Beside him Beauvoir squirmed. Not, Gamache thought, because he was impatient. Not yet anyway. But because the sofa seemed to have found a life of its own and was sending out tiny spikes.

Hazel opened her eyes and looked at him, smiling a little in thanks, he thought, for not interfering.

Upstairs they heard a thump.

‘My daughter, Sophie. She’s visiting from university.’

‘She was at the seance last night, I believe,’ said Gamache.

‘It was stupid, stupid.’ Hazel hit the arm of her chair with her fist. ‘I knew better.’

‘Then why did you go?’

‘I didn’t go to the first one, and tried to stop Madeleine—’

‘The first one?’ Beauvoir sat up and actually forgot that a million little pins were sticking into his bottom.

‘Yes, didn’t you know?’

Gamache was always amazed and a little disconcerted that people seemed to think they knew everything immediately.

‘Tell us, please.’

‘There was another seance on Friday night. Good Friday. At the bistro.’

‘And Madame Favreau was at that?’

‘Along with a bunch of other people. Nothing much happened though so they decided to try another. This time at that place.’
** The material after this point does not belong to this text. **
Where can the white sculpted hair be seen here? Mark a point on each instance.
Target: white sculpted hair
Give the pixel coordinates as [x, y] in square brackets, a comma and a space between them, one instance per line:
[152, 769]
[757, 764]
Gamache wondered whether Hazel Smyth deliberately didn’t name the old Hadley house, like actors who call Macbeth ‘the Scottish Play’.

‘Do they do many seances in Three Pines?’ Gamache asked.
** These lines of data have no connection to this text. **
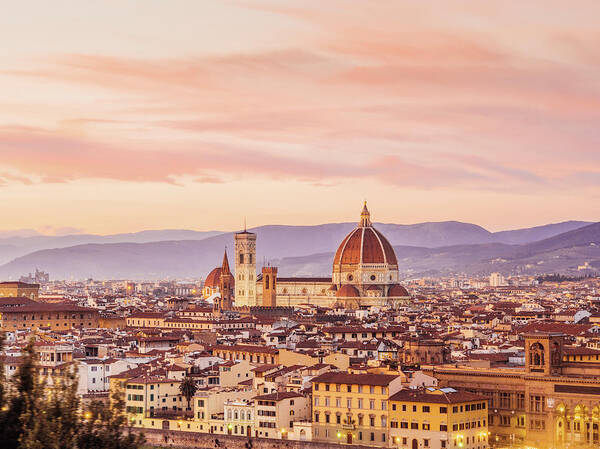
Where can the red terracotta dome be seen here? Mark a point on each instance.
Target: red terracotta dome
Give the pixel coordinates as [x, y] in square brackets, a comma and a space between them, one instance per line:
[397, 290]
[347, 291]
[365, 245]
[213, 279]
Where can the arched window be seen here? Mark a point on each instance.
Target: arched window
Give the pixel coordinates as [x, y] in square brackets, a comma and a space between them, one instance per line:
[536, 354]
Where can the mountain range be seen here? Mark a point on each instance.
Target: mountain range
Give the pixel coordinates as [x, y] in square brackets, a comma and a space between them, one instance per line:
[433, 248]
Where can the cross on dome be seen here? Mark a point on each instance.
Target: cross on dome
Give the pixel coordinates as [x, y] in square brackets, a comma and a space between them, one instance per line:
[365, 217]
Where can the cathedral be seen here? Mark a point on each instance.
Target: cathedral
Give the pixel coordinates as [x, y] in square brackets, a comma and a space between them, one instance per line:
[364, 273]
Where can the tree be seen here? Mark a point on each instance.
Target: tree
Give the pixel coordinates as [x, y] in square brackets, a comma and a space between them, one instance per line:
[40, 415]
[188, 389]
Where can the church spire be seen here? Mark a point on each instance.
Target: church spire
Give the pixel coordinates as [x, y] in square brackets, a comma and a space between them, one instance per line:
[365, 216]
[225, 265]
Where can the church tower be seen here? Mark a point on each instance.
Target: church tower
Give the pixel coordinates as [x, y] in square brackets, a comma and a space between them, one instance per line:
[269, 286]
[226, 286]
[245, 268]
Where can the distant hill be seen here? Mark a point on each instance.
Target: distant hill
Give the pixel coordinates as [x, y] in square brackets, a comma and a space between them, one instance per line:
[425, 248]
[26, 241]
[528, 235]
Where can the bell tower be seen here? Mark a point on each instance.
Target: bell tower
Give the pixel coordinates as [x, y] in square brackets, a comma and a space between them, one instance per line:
[269, 286]
[226, 286]
[245, 268]
[543, 352]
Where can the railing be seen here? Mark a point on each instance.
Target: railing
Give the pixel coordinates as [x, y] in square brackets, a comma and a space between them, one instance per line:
[170, 414]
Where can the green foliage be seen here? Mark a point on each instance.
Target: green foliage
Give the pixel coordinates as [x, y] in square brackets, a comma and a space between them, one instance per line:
[188, 389]
[35, 414]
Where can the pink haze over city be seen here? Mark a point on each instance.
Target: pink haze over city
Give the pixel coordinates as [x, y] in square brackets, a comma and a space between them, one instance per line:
[119, 116]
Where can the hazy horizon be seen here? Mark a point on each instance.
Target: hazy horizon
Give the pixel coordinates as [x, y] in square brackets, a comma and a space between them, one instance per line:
[118, 117]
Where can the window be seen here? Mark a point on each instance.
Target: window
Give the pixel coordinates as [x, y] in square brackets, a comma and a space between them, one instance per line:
[504, 400]
[536, 403]
[520, 401]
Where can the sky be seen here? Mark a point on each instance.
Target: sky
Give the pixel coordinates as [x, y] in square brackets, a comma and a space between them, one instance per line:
[120, 116]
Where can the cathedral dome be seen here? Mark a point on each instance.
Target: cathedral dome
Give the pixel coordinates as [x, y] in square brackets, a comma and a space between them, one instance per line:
[365, 245]
[347, 291]
[398, 291]
[213, 279]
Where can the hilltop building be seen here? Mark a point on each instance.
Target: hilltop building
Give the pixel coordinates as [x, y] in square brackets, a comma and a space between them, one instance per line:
[19, 289]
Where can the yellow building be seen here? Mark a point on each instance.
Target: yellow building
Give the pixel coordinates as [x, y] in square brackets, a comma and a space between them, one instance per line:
[19, 289]
[57, 316]
[352, 408]
[551, 402]
[148, 397]
[438, 419]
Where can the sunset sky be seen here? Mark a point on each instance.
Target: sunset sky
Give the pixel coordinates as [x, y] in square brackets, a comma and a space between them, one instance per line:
[120, 116]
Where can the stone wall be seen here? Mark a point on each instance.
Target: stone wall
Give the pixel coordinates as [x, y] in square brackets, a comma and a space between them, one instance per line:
[182, 439]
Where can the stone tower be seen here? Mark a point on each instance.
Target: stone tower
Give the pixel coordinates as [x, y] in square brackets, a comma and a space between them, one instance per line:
[543, 352]
[245, 268]
[226, 286]
[269, 286]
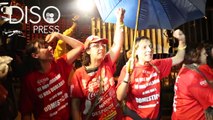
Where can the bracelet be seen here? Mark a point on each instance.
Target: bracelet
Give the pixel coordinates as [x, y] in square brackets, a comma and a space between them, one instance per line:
[182, 48]
[126, 81]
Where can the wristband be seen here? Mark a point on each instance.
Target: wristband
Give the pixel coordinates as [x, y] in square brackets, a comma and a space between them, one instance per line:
[182, 48]
[126, 82]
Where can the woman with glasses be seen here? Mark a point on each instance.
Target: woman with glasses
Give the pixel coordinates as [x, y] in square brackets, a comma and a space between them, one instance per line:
[92, 86]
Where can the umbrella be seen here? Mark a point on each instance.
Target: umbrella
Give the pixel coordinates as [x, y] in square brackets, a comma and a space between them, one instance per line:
[163, 14]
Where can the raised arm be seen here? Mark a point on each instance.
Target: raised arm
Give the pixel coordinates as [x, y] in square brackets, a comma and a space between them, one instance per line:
[75, 44]
[178, 58]
[61, 48]
[118, 36]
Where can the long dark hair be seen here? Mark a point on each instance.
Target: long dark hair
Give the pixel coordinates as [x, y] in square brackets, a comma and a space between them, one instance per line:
[209, 48]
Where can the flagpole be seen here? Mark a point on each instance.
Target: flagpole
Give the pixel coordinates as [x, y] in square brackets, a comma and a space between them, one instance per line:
[134, 38]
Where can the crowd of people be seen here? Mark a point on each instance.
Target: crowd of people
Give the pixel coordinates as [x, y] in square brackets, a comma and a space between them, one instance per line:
[52, 87]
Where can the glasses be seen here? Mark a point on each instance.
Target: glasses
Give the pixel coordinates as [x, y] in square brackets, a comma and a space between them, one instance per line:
[98, 45]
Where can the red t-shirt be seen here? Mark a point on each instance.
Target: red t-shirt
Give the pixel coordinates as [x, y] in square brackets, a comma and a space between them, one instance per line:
[47, 95]
[192, 94]
[144, 89]
[86, 87]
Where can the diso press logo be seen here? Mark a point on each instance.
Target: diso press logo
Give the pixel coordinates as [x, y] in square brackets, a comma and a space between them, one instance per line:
[50, 15]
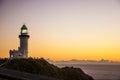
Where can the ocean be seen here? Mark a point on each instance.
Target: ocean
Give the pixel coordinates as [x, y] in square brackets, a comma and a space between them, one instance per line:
[99, 71]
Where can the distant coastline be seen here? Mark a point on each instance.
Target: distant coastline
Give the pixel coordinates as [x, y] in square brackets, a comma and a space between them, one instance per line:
[75, 61]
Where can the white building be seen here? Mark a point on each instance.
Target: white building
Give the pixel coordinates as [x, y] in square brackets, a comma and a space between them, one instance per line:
[22, 51]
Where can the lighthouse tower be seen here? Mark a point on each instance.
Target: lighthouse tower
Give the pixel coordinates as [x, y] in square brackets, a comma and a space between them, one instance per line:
[22, 51]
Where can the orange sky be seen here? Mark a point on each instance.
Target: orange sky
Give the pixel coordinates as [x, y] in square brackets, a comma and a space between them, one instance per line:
[63, 30]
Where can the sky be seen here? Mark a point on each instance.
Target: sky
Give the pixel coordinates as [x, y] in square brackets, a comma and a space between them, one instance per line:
[62, 29]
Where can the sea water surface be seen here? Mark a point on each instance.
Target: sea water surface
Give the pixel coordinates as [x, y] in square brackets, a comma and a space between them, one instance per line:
[99, 71]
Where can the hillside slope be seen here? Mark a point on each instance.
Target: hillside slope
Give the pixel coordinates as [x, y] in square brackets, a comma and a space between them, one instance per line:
[42, 67]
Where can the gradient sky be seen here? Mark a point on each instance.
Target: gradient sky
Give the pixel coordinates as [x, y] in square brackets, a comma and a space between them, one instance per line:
[62, 29]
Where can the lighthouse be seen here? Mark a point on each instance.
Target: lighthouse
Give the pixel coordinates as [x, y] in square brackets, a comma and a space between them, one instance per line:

‘Never before as far as I know.’

‘So why two in one weekend?’

‘It was that woman’s fault.’ As she spoke a chunk fell from her facade and he glimpsed something inside. Not sorrow, not loss.

Rage.

‘Who, madame?’ Gamache asked, though he knew the answer.

The needles stuck deeper into Beauvoir’s bottom and were heading forward.

‘Why are you here?’ Hazel asked. ‘Was Madeleine murdered?’

‘Who are you talking about? What woman?’ Gamache repeated firmly.

‘That witch. Jeanne Chauvet.’

All roads lead back to her, thought Gamache. But where was she?